Elle avait retardé tant qu’elle avait pu le moment de se mettre au boulot, espérant jusqu’à la dernière minute qu’un miracle la sauverait mais là, le dernier jour, à onze heures du soir, soit neuf petites heures avant le cours fatidique, elle était coincée. D’autant plus coincée que madame Agay était connue pour la sévérité avec laquelle elle traitait les élèves qui ne rendaient pas leur travail dans les délais impartis.
Pour la dixième fois de la soirée et la centième depuis une semaine que madame Agay leur avait donné ce fichu devoir, elle lut le sujet :
« Baba Yaga est une figure centrale des légendes russes. Vous utiliserez le conte étudié en classe et les résultats de vos recherches personnelles pour rédiger un texte de quatre pages dans lequel Baba Yaga jouera un rôle essentiel. »
Le conte étudié en classe ? Louise en gardait un souvenir si vague qu’elle en était venue à se demander si elle n’était pas absente le jour où la prof l’avait présenté. Vos recherches personnelles ? Il ne fallait quand même pas rigoler !
Bon d’accord, elle n’avait rien fichu, rien écouté, rien préparé et, demain, elle allait se faire trépaner par madame Agay. Et tout ça à cause de cette…
« Maudite Baba Yaga ! » cracha-t-elle.
Comme un écho à son juron, un claquement sec retentit dans le couloir, suivi du bruit d’un corps lourd se traînant vers sa chambre.
Louise se figea. Si elle avait réveillé ses parents, que l’un d’eux entrait et la surprenait en train de … de ne pas travailler au lieu de dormir, madame Agay n’aurait plus rien à massacrer demain.
Elle se précipitait vers son lit lorsque la porte s’ouvrit. L’ogresse Baba Yaga entra, elle avait un bouton sur le nez, une seule dent dépassait de sa bouche et elle portait des haillons. Louise recula et en bafouillant, elle demanda :
« Qui es-tu ? »
Elle pensait tellement à Baba Yaga qu’elle avait vraiment cru voir l’ogresse mais ce n’était que sa mère qui entrait…
« Louise ! s’exclama sa mère, Léa que fais-tu ? Ca va ? As-tu fini ta rédaction ? »
« Oui, ça va, mais je n’ai pas terminé ma rédac » répondit-elle en baissant les yeux.
Léa soupira, elle n’avait pas le courage de gronder sa fille et elle retourna se coucher.
Louise décida, elle aussi, d’aller dormir car ayant eu assez d’émotions pour ce soir, elle pensait qu’il valait mieux être en forme pour la journée du lendemain.

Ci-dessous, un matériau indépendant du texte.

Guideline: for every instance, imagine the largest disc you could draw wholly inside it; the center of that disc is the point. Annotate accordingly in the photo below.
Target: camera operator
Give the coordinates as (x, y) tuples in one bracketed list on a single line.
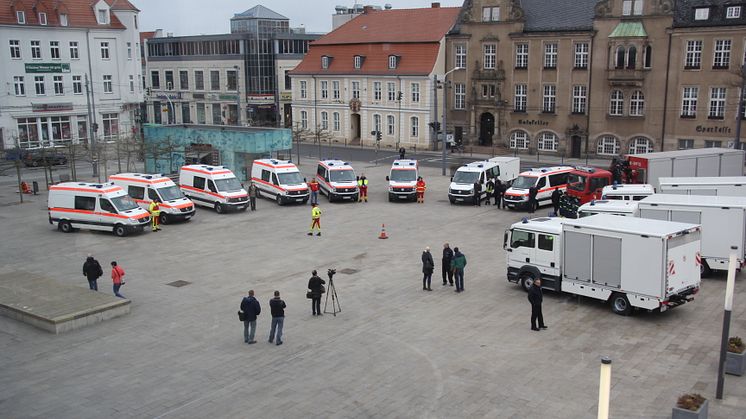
[(316, 284)]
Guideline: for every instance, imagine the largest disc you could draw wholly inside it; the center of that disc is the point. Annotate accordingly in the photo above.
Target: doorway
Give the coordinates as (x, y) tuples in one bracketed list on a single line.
[(486, 128)]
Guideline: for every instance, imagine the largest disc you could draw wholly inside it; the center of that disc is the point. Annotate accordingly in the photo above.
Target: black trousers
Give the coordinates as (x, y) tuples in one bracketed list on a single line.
[(536, 314)]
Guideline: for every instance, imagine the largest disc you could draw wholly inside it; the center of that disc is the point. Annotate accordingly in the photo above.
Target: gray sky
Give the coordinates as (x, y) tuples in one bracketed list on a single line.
[(194, 17)]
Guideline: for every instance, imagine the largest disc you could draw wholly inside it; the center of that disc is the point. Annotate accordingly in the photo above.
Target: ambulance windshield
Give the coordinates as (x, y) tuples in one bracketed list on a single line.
[(124, 203), (169, 193), (230, 184), (291, 178), (345, 175), (403, 175)]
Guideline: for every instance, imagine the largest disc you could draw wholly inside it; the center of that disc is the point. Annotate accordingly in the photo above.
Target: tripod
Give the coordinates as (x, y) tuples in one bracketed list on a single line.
[(336, 308)]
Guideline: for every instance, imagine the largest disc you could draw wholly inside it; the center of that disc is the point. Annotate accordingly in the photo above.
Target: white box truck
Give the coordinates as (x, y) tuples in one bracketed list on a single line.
[(723, 221), (711, 186), (650, 167), (626, 261)]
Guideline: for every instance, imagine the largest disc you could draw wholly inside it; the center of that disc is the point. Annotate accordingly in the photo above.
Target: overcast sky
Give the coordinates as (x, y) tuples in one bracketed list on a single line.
[(195, 17)]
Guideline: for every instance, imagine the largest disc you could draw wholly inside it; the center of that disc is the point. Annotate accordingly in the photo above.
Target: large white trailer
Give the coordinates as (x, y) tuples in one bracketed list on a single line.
[(711, 186), (629, 262), (697, 162), (723, 221)]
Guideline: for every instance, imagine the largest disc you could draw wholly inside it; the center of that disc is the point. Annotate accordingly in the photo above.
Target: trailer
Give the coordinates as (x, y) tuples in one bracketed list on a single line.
[(711, 186), (723, 221), (626, 261), (696, 162)]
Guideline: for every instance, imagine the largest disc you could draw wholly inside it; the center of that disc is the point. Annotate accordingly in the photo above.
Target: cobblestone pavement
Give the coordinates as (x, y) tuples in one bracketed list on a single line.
[(394, 351)]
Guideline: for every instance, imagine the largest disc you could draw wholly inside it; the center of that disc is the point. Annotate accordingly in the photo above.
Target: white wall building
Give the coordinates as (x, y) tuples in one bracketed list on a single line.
[(48, 49)]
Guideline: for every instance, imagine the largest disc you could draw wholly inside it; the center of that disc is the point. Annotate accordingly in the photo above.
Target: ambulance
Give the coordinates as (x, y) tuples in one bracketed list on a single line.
[(94, 206), (280, 180), (337, 180), (403, 180), (545, 179), (144, 188), (213, 186)]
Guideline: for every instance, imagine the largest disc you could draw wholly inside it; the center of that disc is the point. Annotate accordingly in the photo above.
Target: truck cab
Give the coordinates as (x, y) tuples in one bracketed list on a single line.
[(403, 180)]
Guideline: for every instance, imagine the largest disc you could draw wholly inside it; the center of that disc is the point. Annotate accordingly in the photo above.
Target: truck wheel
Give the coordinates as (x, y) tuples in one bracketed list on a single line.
[(120, 230), (526, 280), (620, 304)]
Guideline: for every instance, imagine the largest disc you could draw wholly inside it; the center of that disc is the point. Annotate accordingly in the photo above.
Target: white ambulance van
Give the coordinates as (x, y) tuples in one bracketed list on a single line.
[(337, 180), (94, 206), (403, 180), (545, 179), (144, 188), (279, 179), (213, 186)]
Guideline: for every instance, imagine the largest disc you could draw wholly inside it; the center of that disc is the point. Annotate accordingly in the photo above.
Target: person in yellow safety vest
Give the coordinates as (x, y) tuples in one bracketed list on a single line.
[(155, 213), (315, 219), (362, 184)]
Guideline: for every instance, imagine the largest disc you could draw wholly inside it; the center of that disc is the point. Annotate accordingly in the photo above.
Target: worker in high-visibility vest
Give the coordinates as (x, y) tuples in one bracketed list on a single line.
[(362, 184), (155, 214), (315, 219)]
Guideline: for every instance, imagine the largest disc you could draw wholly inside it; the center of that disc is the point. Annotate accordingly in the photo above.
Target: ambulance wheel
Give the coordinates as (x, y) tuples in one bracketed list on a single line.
[(120, 230), (620, 304), (65, 227)]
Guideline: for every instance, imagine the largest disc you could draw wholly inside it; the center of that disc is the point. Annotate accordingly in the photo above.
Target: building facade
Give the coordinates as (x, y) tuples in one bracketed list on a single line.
[(372, 75), (72, 71)]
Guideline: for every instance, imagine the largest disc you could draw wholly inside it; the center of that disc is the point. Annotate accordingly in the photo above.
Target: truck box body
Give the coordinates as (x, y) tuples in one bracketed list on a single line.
[(723, 221), (711, 186), (695, 162)]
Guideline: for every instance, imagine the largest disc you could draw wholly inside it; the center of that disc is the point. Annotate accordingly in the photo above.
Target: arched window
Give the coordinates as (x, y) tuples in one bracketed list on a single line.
[(637, 103), (519, 140), (547, 141), (640, 145), (616, 105)]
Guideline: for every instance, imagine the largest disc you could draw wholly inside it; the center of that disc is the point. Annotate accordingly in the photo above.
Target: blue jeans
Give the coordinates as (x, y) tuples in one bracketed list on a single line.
[(277, 323), (248, 336)]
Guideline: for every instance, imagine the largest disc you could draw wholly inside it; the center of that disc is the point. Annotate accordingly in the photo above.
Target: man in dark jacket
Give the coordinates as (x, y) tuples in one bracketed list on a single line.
[(315, 284), (92, 271), (446, 262), (535, 297), (277, 307), (250, 308), (428, 266)]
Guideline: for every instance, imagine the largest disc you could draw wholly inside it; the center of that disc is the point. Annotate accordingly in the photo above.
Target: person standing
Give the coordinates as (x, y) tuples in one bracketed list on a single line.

Quand Louise se réveilla, elle regretta de ne pas avoir commencé sa rédaction. La jeune fille s’habilla en vitesse et partit sans prendre son petit-déjeuner car elle s’était levée un peu tard.
Arrivée au collège, Louise eut à peine le temps de poser un pied dans la cour que la sonnerie retentit. Elle allait rejoindre ses camarades pour se mettre en rang lorsque, Mme Martin, la directrice, arriva en annonçant :
« Madame Agay, votre professeur, est absente. Elle est en congé de maladie, elle s’est cassée une jambe et le bras droit en tombant dans les escaliers ! Aujourd’hui, il n’y a pas de remplaçante ! Comme on est vendredi, je vous souhaite un bon week-end. »
Tous les élèves de la classe se précipitèrent vers la sortie en dansant de joie. Louise rentra chez elle.
« Eh bien, s’étonna sa mère, tu fais l’école buissonnière aujourd’hui ? »
« Non, s’écria Louise, Madame Agay est absente ! C’est super chouette …. »
« Alors, rends-moi un petit service : va acheter des œufs, de la farine, du beurre et du chocolat. On va fêter ça. »
Louise se rendit dans le magasin Roca pour acheter ce que souhaitait sa mère. Après avoir réglé ses courses, la jeune fille sortit du magasin.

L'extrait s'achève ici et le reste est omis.